Statistical analysis
All values are expressed as mean ± SD. Data significance were evaluated by a one-way analysis of variance (ANOVA) followed by Dunnett’s test, where appropriate. Correlations between different variables were calculated by Spearman rank correlation test. A p-value < 0.05 is considered significant.
Results
SF characteristics and analysis
The results of SF analysis are reported in Figure 1. SF from patients with inflammatory arthritis showed WBC count greater than 5000 cells/mm3 with greater than 40% polymorphonuclear (PMN) cells. The highest concentrations of both parameters were observed in SFs from gout patients (WBC 26.74 ± 18.43 × 103/mm3; PMN 86% ± 9.86%). By contrast, WBC count and PMN% were lower in OA and OA + CPP patients (<500 cells/mm3; PMN < 4%).

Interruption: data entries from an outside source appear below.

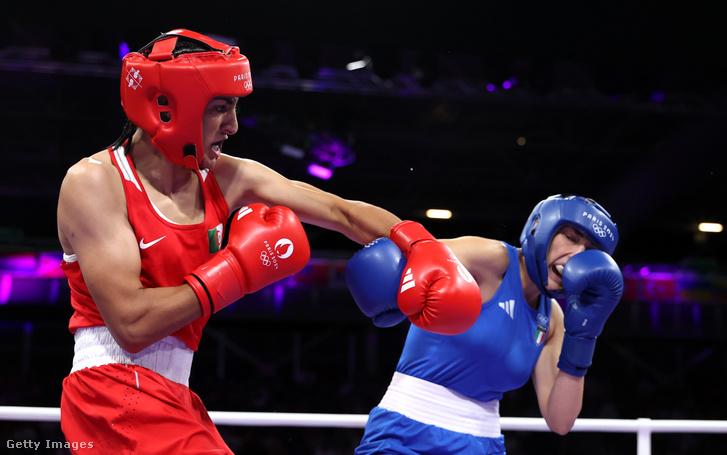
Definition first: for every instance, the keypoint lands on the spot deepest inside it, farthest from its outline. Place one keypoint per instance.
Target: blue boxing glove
(373, 275)
(593, 286)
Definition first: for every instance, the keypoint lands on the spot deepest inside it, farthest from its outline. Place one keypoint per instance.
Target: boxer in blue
(444, 395)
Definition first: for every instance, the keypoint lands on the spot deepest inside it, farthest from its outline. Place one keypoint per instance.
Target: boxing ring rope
(642, 427)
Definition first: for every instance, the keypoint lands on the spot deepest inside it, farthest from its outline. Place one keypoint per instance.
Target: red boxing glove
(263, 245)
(437, 292)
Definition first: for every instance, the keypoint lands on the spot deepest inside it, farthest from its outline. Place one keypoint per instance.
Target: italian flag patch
(215, 238)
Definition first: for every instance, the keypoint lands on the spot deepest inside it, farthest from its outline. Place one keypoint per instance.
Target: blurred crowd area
(269, 366)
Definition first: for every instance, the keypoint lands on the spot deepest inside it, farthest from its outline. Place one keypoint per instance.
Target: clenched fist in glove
(263, 245)
(593, 286)
(436, 292)
(373, 275)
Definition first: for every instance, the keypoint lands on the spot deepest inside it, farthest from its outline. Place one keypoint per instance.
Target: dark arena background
(480, 108)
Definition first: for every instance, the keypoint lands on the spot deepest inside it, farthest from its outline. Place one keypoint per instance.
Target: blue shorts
(391, 432)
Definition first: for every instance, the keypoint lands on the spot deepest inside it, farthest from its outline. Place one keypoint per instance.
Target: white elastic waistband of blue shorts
(437, 405)
(169, 357)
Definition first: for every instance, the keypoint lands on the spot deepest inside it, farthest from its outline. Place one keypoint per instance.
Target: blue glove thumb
(373, 275)
(593, 285)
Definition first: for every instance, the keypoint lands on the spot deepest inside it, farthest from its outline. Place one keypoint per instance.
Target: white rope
(283, 419)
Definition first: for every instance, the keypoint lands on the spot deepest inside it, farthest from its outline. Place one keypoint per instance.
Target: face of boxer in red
(218, 124)
(167, 86)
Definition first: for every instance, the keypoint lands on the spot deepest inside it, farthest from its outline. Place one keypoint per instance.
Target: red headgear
(166, 95)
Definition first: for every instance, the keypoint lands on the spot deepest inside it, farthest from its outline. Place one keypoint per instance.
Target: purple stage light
(319, 171)
(658, 97)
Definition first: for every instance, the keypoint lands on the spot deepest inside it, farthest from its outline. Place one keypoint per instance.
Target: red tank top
(169, 251)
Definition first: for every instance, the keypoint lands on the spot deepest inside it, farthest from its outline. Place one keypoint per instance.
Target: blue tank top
(496, 355)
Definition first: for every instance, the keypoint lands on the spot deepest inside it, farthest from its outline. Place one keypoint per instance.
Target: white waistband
(434, 404)
(169, 357)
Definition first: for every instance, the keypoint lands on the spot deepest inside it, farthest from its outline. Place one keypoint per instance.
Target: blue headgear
(554, 212)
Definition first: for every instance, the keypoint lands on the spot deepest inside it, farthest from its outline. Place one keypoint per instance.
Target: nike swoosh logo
(144, 246)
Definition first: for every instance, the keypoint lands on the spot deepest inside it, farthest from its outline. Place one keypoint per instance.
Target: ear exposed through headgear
(165, 89)
(550, 215)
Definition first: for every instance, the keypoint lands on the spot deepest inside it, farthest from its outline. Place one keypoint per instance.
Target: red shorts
(125, 409)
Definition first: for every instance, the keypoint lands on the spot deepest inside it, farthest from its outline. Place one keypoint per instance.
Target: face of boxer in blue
(583, 215)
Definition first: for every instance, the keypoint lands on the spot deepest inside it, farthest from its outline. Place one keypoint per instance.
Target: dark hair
(184, 45)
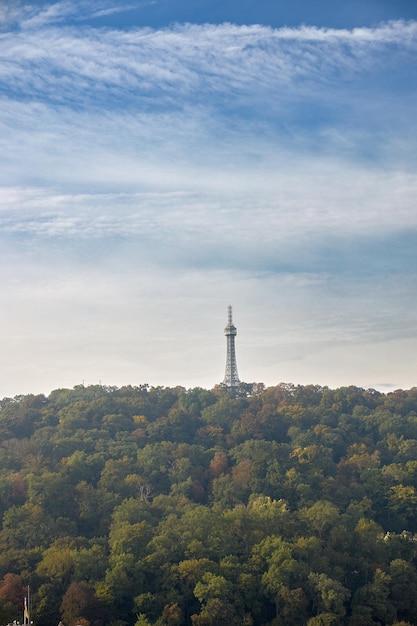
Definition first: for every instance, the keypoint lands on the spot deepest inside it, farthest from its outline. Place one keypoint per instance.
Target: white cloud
(150, 177)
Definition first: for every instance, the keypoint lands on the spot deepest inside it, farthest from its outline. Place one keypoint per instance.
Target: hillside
(288, 505)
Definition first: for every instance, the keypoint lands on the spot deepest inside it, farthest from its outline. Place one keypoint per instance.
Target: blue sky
(161, 160)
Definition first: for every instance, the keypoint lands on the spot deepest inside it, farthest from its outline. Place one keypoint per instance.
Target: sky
(162, 159)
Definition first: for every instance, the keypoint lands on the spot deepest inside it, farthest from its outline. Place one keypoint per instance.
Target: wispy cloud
(180, 168)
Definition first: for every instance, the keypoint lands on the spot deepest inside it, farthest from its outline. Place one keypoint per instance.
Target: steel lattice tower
(231, 377)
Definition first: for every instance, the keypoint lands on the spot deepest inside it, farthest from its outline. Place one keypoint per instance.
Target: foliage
(153, 506)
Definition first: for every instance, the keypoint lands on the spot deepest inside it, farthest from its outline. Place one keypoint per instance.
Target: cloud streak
(148, 175)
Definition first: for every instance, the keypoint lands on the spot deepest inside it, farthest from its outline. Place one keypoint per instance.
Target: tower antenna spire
(231, 377)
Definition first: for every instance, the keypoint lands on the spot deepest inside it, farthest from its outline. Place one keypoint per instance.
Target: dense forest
(288, 506)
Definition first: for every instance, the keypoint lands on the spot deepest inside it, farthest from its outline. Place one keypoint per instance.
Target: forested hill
(289, 505)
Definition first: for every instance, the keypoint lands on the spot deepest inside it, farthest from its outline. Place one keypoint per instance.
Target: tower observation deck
(231, 377)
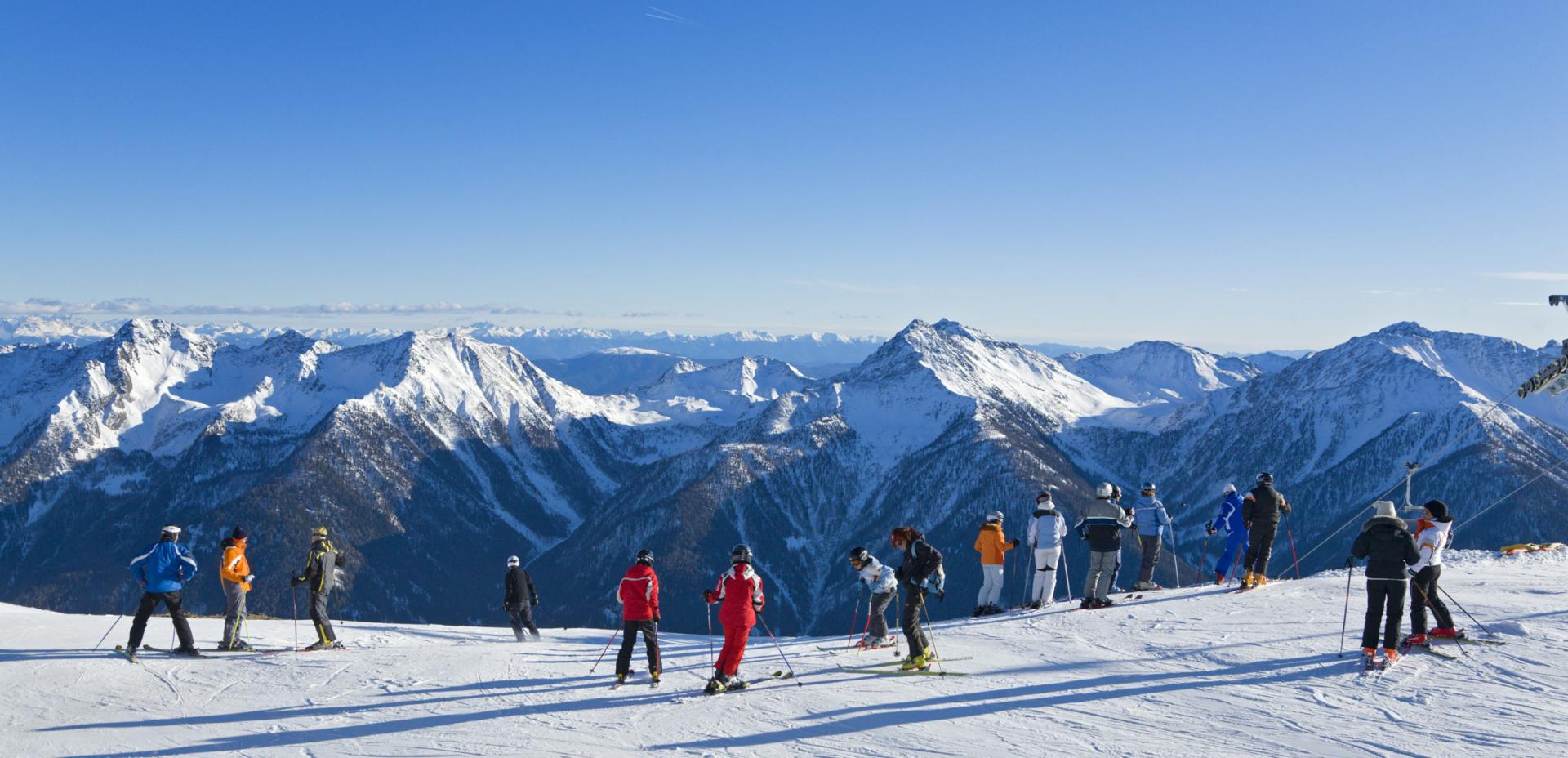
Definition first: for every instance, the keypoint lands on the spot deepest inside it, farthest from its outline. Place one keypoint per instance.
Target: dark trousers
(1385, 603)
(323, 625)
(629, 628)
(1426, 595)
(523, 618)
(1259, 548)
(913, 601)
(149, 603)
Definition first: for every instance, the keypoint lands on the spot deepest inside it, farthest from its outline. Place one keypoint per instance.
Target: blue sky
(1233, 175)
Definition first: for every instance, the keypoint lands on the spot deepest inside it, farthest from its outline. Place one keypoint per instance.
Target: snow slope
(1186, 672)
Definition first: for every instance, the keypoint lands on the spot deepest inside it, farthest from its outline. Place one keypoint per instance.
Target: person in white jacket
(1046, 531)
(1432, 537)
(884, 586)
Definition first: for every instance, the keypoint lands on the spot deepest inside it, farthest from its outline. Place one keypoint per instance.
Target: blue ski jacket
(1232, 515)
(1150, 517)
(165, 567)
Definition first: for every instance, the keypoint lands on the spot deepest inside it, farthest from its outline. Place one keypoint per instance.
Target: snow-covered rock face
(1155, 372)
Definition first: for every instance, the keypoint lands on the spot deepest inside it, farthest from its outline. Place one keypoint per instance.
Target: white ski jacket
(1431, 543)
(879, 577)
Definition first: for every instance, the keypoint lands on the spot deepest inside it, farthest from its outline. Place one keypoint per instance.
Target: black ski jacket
(921, 562)
(1264, 506)
(320, 567)
(519, 591)
(1388, 546)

SF concentrations of cytokines
Similar cytokine profiles were observed in SF from patients with RA and gout, who showed the highest levels of IL-1β, IL-8, and IL-6, whereas patients with OA and OA + CPP showed the lowest concentrations of the same cytokines (Figure 2). SF concentration of IL-1β in gout and RA was eightfold to ninefold higher than in PsA, and sevenfold to eightfold higher than in CPP-IA. SF concentrations of IL-8 were threefold to fourfold higher in patients with RA and gout versus PsA and CPP-IA. SF concentrations of IL-8 in patients with OA + CPP were twofold that of patients with OA. Finally, SF concentration of IL-6 was fourfold to fivefold higher in patients with RA and gout versus PsA and CPP-IA.
SF concentrations of STING
Patients with gout and RA had the highest concentrations of intracellular STING (Figure 3(a)). STING was not detectable in SF of PsA, OA, and OA + CPP patients. The highest concentrations of extracellular STING were found in SF of patients with CPP-IA and OA, which were twofold higher than in OA + CPP (Figure 3(b)). Extracellular STING remained under detection limit (50 pg/mL) in SF from RA, PsA, and gout.
We found a positive correlation between intracellular STING and WBC (r = 0.631; p < 0.001), PMN (r = 0.703; p < 0.001), IL-1β (r = 0.784; p < 0.001), IL-8 (r = 0.657; p < 0.001) and IL-6 (r = 0.717; p < 0.001) in SF. By contrast, we found a negative correlation between extracellular STING and IL-1β (r = -0.454; p < 0.001), IL-8 (r = -0.640; p < 0.001), and IL-6 (r = 0.506; p < 0.001) in SF.
SF STING and Nrf2 expression
As shown in Figure 4(a), the mRNA levels of STING were twofold, fivefold, and sixfold lower in PsA than in RA, gout, and CPP-IA, respectively; though it was similar in OA groups. Nrf2 mRNA was 2.5-fold higher in cells from RA, gout, and CPP-IA SFs compared with PsA (Figure 4(b)). Nrf2 was not detectable in SF from patients with OA without CPP crystals.
Discussion
Our results showed that STING was contained at high concentrations within cells in inflammatory SF, and extracellularly in non-inflammatory SF or in those with CPP crystals. STING has never been identified in SF from PsA and intracellularly in OA, which may explain the low expression of STING mRNA in SF of these patients, displaying a 2.5-fold downregulation versus RA, gout, and CPP-IA.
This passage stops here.